清水 現政権やマスコミは「内向き・下向き・後ろ向き」の議論しかしていません。

 談話には、(1)東日本大震災の被災者の救護と復旧、復興への積極投資、(2)国家興亡の歴史は人材の有無に起因するから教育・養成に投資、(3)製造業を始めとする各分野の技術革新への積極投資、(4)貿易立国と資源確保のための調査研究並びに投資、(5)世界の観光国家をめざして、交通環境整備に巨大投資、(6)地震、津波、火災等防災に必要な、国民を守る大型投資、(7)高齢者養護設備、保育園等への大量投資、(8)食糧自給率を現状の30%台から倍増するための必要な投資──の8項目が喫緊の国家政策として不可欠だと記しました。この目的達成のために、毎年最低50兆円の政府保証紙幣を発行すれば、経済は活性化し、景気は上昇します。今の「内向き・下向き・後ろ向き」の流れを変えることができます。

──確かに東日本大震災からの復旧、復興は遅々として進んでいないように見えます。大型財政出動が必要不可欠というのはどのような考えが背景にあるのですか。

清水 野田政権は世界の国々から何も学んでいないと言わざるを得ません。これは霞が関の官僚にも責任があります。今は世界の国々との戦いです。人口はこの100年で50億人も増えて、資源や食糧の取り合い・奪い合いになっています。製造業も中国や韓国のグローバル企業と伍して戦っていかなくてはなりません。

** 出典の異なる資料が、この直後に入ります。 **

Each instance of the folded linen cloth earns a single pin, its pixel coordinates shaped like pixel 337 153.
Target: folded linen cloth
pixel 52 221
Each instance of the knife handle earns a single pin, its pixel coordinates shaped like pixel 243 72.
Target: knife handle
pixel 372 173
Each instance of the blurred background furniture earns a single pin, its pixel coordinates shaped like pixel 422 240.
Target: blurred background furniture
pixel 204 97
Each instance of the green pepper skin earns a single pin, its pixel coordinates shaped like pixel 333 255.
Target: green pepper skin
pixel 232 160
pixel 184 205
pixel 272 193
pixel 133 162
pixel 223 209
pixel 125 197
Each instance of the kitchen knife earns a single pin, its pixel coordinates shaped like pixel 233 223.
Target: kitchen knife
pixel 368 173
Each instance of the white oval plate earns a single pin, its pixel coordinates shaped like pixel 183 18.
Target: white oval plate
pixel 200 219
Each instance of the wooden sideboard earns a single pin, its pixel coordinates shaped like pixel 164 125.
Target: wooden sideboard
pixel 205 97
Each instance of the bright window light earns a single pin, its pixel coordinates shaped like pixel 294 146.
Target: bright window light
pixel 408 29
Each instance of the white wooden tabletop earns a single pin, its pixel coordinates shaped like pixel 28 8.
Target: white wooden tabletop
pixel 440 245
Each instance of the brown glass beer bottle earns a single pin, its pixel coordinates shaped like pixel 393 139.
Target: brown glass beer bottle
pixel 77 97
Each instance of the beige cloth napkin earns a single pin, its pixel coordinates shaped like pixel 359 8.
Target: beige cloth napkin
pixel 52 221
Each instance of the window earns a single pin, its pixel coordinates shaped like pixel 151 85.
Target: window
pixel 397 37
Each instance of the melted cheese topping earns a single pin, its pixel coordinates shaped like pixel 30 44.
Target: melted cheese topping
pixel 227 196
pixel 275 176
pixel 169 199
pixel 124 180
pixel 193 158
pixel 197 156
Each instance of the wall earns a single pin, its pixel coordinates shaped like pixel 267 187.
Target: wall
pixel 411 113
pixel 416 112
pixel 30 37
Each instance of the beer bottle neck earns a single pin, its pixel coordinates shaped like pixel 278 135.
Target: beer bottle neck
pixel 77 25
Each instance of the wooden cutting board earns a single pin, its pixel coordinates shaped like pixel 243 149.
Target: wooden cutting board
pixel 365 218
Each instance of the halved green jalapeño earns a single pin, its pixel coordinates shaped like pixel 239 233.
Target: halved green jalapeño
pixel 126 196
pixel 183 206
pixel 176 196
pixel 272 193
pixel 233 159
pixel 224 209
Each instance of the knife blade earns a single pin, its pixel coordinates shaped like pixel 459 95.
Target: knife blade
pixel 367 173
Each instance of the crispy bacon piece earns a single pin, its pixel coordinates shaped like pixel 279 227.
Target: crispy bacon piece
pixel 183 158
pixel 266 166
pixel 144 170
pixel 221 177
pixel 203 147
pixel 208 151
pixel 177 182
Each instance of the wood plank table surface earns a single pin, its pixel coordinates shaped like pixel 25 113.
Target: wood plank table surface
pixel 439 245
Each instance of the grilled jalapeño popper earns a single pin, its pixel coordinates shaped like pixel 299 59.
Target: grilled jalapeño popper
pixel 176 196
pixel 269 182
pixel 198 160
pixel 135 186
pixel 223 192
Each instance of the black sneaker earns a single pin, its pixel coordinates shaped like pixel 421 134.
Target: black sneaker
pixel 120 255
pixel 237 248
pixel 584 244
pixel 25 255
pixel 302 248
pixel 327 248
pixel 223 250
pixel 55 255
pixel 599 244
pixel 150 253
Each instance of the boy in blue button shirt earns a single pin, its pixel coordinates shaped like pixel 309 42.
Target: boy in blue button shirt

 それを野田首相は「政治生命をかける」と消費増税の話ばかり。「内向き・下向き・後ろ向き」で国が元気になるわけがないでしょう。本当に情けないことです。

 どうしても増税すると言うのならばすればいい。ただし、増税するなら大規模な財政出動をしなければダメです。「内向き・下向き・後ろ向き」を「外向き・上向き・前向き」に大転換する施策が必要です。

 たとえば東日本大震災の被災者34万人はまだ仮設住宅や避難先にいます。それに被災地ではがれきも片付いてはいません。国はそういったところに大規模な財政出動をすればいいのです。そうすれば国内にお金が回りはじめます。建設業や運送業、流通にもお金が回って景気は今よりは確実によくなる。しかし国は3兆円、5兆円とちびちびしか出さない。

 韓国や中国を見てください。国が企業をバックアップして高い経済成長を実現しています。

 僕は先日、韓国の麗水万博を視察してきました。空港から万博開場までの高速道路の幅は広いし、コンクリートも分厚い。トンネルもとても頑丈につくられています。万博開場までは現代自動車製のクルマで移動しましたが、日本車に引けを取らない高品質・高性能のクルマでした。最新の製鉄所も視察しましたが、日本のそれと比べて規模が違います。見渡す限りの大工場です。韓国のサムスンや現代自動車やポスコといった企業は、韓国政府がさまざまな支援を行ってグローバル企業へと成長しました。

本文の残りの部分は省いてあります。